Forschung
Foto-Itinerare. Die Galleria Sangiorgi in Rom. Eine Fallstudie zu fotografischen Praktiken im Kunsthandel des 19. und frühen 20. Jahrhunderts
Julia Bärnighausen
Aufgrund ihrer bemerkenswert komplexen Materialität und enthüllenden Bildlichkeit eröffnen diese Fotografien ein transtemporales Netzwerk verschiedener Akteure, zu denen auch sie selbst als historisch geformte und mobile "Foto-Objekte" zählen. Die Galleria Sangiorgi wurde 1892 von dem italienischen Unternehmer Giuseppe Sangiorgi (1850–1928) im Palazzo Borghese in Rom gegründet und avancierte in der ersten Hälfte des 20. Jahrhunderts zu einem der weltweit größten und erfolgreichsten Verkaufs- und Auktionshäuser.
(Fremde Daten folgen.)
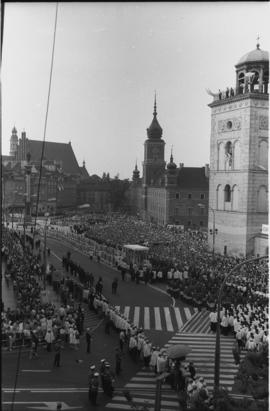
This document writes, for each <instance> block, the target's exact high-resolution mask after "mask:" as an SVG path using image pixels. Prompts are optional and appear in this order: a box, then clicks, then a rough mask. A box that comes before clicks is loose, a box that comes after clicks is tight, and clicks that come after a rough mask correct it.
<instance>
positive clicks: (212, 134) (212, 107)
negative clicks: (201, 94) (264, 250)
mask: <svg viewBox="0 0 270 411" xmlns="http://www.w3.org/2000/svg"><path fill="white" fill-rule="evenodd" d="M235 68H236V86H235V87H234V88H232V87H231V88H230V89H229V88H227V90H226V91H224V92H222V91H219V93H218V94H216V95H214V101H213V102H212V103H211V104H209V107H210V108H211V111H212V113H211V114H212V122H211V147H210V181H209V218H208V221H209V223H208V232H209V231H210V230H211V232H212V233H213V230H215V232H216V233H217V234H216V235H215V236H214V237H213V234H212V236H211V235H210V234H209V238H208V239H209V247H210V249H212V247H213V249H214V247H215V251H217V252H219V253H221V254H228V255H238V256H250V255H254V249H255V237H256V236H257V235H259V233H260V232H261V228H262V224H268V105H269V94H268V83H269V55H268V52H267V51H263V50H261V49H260V45H259V44H257V45H256V49H255V50H252V51H251V52H249V53H246V54H245V55H244V56H243V57H242V58H241V59H240V60H239V61H238V63H237V64H236V65H235Z"/></svg>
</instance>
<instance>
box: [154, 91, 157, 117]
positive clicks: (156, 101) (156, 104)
mask: <svg viewBox="0 0 270 411" xmlns="http://www.w3.org/2000/svg"><path fill="white" fill-rule="evenodd" d="M153 116H154V117H156V116H157V93H156V90H155V101H154V113H153Z"/></svg>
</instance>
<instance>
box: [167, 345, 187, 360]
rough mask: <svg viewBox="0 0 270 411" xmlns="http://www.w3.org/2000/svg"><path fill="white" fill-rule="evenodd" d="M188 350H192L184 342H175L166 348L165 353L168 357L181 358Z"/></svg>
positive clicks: (169, 357)
mask: <svg viewBox="0 0 270 411" xmlns="http://www.w3.org/2000/svg"><path fill="white" fill-rule="evenodd" d="M190 351H192V349H191V347H189V346H188V345H186V344H176V345H171V346H170V347H169V348H167V355H168V357H169V358H173V359H176V358H181V357H185V356H186V355H187V354H188V353H189V352H190Z"/></svg>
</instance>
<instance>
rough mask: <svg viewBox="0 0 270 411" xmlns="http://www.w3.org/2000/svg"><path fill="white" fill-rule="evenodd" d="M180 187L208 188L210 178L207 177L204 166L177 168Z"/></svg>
mask: <svg viewBox="0 0 270 411" xmlns="http://www.w3.org/2000/svg"><path fill="white" fill-rule="evenodd" d="M177 171H178V177H177V185H178V187H179V188H201V189H205V190H208V188H209V179H208V178H207V177H205V168H204V167H183V168H180V169H178V170H177Z"/></svg>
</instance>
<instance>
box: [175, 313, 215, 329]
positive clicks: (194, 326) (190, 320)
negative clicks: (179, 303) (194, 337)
mask: <svg viewBox="0 0 270 411" xmlns="http://www.w3.org/2000/svg"><path fill="white" fill-rule="evenodd" d="M181 331H182V332H188V333H199V334H212V332H211V330H210V320H209V311H207V310H204V311H198V312H197V313H196V314H195V315H193V316H192V317H191V318H190V320H188V321H187V322H186V323H185V324H184V326H183V328H182V329H181Z"/></svg>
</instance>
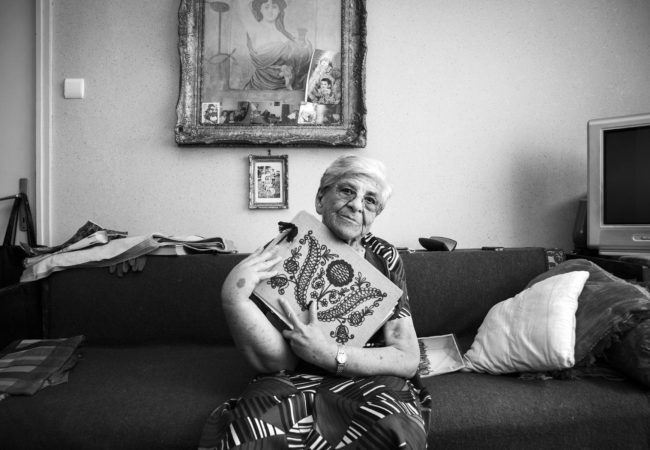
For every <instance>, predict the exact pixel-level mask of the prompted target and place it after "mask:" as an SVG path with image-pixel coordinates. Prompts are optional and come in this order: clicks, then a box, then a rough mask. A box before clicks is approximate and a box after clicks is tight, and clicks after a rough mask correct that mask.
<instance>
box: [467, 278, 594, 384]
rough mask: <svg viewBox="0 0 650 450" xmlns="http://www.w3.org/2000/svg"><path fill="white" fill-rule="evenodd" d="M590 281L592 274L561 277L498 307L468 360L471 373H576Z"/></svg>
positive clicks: (474, 338) (551, 278)
mask: <svg viewBox="0 0 650 450" xmlns="http://www.w3.org/2000/svg"><path fill="white" fill-rule="evenodd" d="M587 278H589V272H587V271H575V272H569V273H565V274H562V275H556V276H554V277H551V278H547V279H546V280H543V281H540V282H539V283H536V284H534V285H532V286H531V287H529V288H528V289H526V290H524V291H522V292H520V293H519V294H517V295H516V296H514V297H512V298H509V299H508V300H504V301H502V302H500V303H497V304H496V305H494V306H493V307H492V309H490V311H489V312H488V314H487V316H485V319H484V320H483V323H482V324H481V327H480V328H479V330H478V334H477V335H476V338H474V342H473V343H472V346H471V348H470V349H469V350H468V351H467V353H465V355H464V359H465V365H466V367H467V369H470V370H472V371H475V372H487V373H491V374H495V375H496V374H503V373H513V372H541V371H546V370H558V369H568V368H570V367H573V365H574V364H575V360H574V347H575V327H576V317H575V314H576V310H577V309H578V296H579V295H580V293H581V292H582V288H583V286H584V284H585V282H586V281H587Z"/></svg>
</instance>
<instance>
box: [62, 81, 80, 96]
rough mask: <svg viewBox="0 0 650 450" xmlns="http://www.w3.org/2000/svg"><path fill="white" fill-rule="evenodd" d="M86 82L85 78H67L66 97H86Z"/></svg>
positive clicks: (65, 86) (63, 89)
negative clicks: (85, 96) (85, 85)
mask: <svg viewBox="0 0 650 450" xmlns="http://www.w3.org/2000/svg"><path fill="white" fill-rule="evenodd" d="M84 95H85V83H84V79H83V78H66V79H65V81H64V82H63V97H64V98H84Z"/></svg>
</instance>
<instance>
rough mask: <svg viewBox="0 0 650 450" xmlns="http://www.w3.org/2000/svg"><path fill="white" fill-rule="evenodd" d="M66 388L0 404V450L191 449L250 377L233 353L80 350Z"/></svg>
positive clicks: (100, 348)
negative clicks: (66, 448)
mask: <svg viewBox="0 0 650 450" xmlns="http://www.w3.org/2000/svg"><path fill="white" fill-rule="evenodd" d="M81 355H82V358H81V360H80V361H79V362H78V363H77V365H76V367H75V368H74V369H73V370H72V371H71V372H70V376H69V380H68V383H66V384H62V385H59V386H54V387H50V388H48V389H44V390H42V391H40V392H38V393H36V394H35V395H34V396H31V397H24V396H11V397H9V398H7V399H5V400H3V401H2V402H0V448H52V445H53V443H56V445H55V446H54V447H55V448H86V449H87V448H103V449H106V448H133V449H140V448H196V447H197V445H198V439H199V437H200V435H201V430H202V428H203V424H204V423H205V420H206V419H207V417H208V415H209V414H210V412H211V411H212V410H213V409H214V408H216V407H217V406H218V405H220V404H221V403H222V402H224V401H225V400H228V399H229V398H232V397H236V396H237V395H239V393H240V392H241V391H242V390H243V389H244V387H245V386H246V384H247V383H248V382H249V381H250V380H251V379H252V377H253V371H252V369H251V368H249V367H248V365H247V364H246V362H245V361H244V359H243V358H242V356H241V353H240V352H239V351H238V350H237V349H235V348H234V347H218V346H201V345H160V346H111V347H108V346H107V347H99V346H83V347H81Z"/></svg>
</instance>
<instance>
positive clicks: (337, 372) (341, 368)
mask: <svg viewBox="0 0 650 450" xmlns="http://www.w3.org/2000/svg"><path fill="white" fill-rule="evenodd" d="M347 361H348V355H347V354H346V353H345V349H344V348H343V346H342V345H339V351H338V352H336V375H343V369H345V363H346V362H347Z"/></svg>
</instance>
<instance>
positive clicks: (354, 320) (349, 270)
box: [253, 211, 402, 347]
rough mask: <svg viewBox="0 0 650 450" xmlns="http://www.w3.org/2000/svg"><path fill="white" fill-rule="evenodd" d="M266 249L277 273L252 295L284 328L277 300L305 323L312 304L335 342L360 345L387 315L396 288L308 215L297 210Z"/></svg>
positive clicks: (357, 346) (382, 275)
mask: <svg viewBox="0 0 650 450" xmlns="http://www.w3.org/2000/svg"><path fill="white" fill-rule="evenodd" d="M286 225H290V227H288V228H287V229H286V230H285V231H283V232H281V233H280V234H279V235H278V236H277V237H276V238H275V239H274V240H273V241H272V242H271V243H270V244H269V246H277V247H278V249H279V255H280V256H281V257H282V260H281V261H280V262H279V263H278V264H276V265H275V266H274V267H273V269H274V270H277V271H278V274H277V275H276V276H275V277H273V278H271V279H269V280H265V281H262V282H261V283H260V284H258V285H257V287H256V288H255V290H254V291H253V294H254V295H255V296H256V297H257V298H259V299H260V300H262V301H263V302H264V303H266V304H267V305H268V306H269V308H270V309H271V310H272V311H273V312H274V313H275V314H276V315H277V316H278V318H280V319H281V320H282V322H284V324H285V325H287V326H290V324H289V322H288V320H287V318H286V316H285V314H284V312H283V310H282V307H281V306H280V305H279V302H278V298H279V297H280V296H282V297H283V298H284V299H286V300H287V301H288V302H289V304H290V305H291V306H293V308H294V310H295V311H296V315H297V317H299V318H300V319H301V320H302V321H303V322H306V321H307V319H308V317H309V305H310V304H311V302H313V301H315V302H316V306H317V319H318V323H319V324H320V325H321V326H322V327H323V329H324V331H325V334H326V335H327V336H329V337H330V338H331V339H332V340H335V341H336V342H337V343H339V344H344V345H352V346H356V347H362V346H363V345H364V344H365V343H366V342H367V341H368V340H369V339H370V338H371V337H372V335H373V334H374V333H375V332H376V331H377V330H378V329H379V327H381V325H382V324H383V323H384V321H385V320H386V319H387V318H388V317H389V316H390V315H391V314H392V312H393V309H394V308H395V305H396V304H397V301H398V299H399V298H400V297H401V295H402V290H401V289H400V288H398V287H397V286H395V285H394V284H393V283H392V282H391V281H390V280H389V279H388V278H386V277H385V276H384V275H383V274H382V273H381V272H380V271H379V270H377V269H376V268H375V267H374V266H373V265H372V264H370V263H369V262H368V261H366V260H365V258H364V257H363V256H361V255H359V254H358V253H356V252H355V251H354V250H352V248H351V247H350V246H348V245H347V244H345V243H343V242H342V241H341V240H339V239H338V238H337V237H336V236H334V235H333V234H332V232H331V231H330V230H329V229H328V228H327V227H326V226H325V225H323V224H322V223H321V222H320V221H319V220H317V219H316V218H315V217H314V216H312V215H311V214H309V213H307V212H305V211H302V212H300V213H298V215H297V216H296V217H295V218H294V219H293V220H292V221H291V223H290V224H286Z"/></svg>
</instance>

Wie viele seiner Zeitgenossen führte auch Sangiorgi eine Werkstatt, in der die Antiquitäten aus seiner Sammlung zum Weiterverkauf reproduziert wurden. Als Ansichtsexemplare, Kommunikationsmittel und "Vorbilder" zirkulierten die Fotografien zwischen Sammlern, Kunsthändlern, Künstlern und Fotografen innerhalb und außerhalb der Galerie und ihren Vertretungen in New York, Paris und London. Auf teilweise noch unbekannten Wegen gelangten sie mit der Zeit in verschiedene Archive. So besitzt auch die Fondazione Zeri in Bologna einen großen Fundus an Fotografien und Zeichnungen der Galleria Sangiorgi. Das Florentiner Foto-Archiv bildet eine weitere von vielen (Wissens-) Schichten in der Sedimentation dieser Dokumente, die hier im Kontext einer kunsthistorischen Abbildungssammlung neue Bedeutungszuschreibungen erfahren haben. Die Arbeit wird unter anderem die Familien- und Unternehmensgeschichte rekonstruieren sowie Praktiken des Kunsthandels um 1900 in den Blick nehmen. Vor allem aber soll anhand dieser Fallstudie gezeigt werden, wie viel epistemologisches Potenzial Fotografien besitzen, wenn sie nicht nur als Bilder verstanden, sondern auch als materielle und "dreidimensionale" Objekte mit einer eigenen Biografie ernst genommen werden.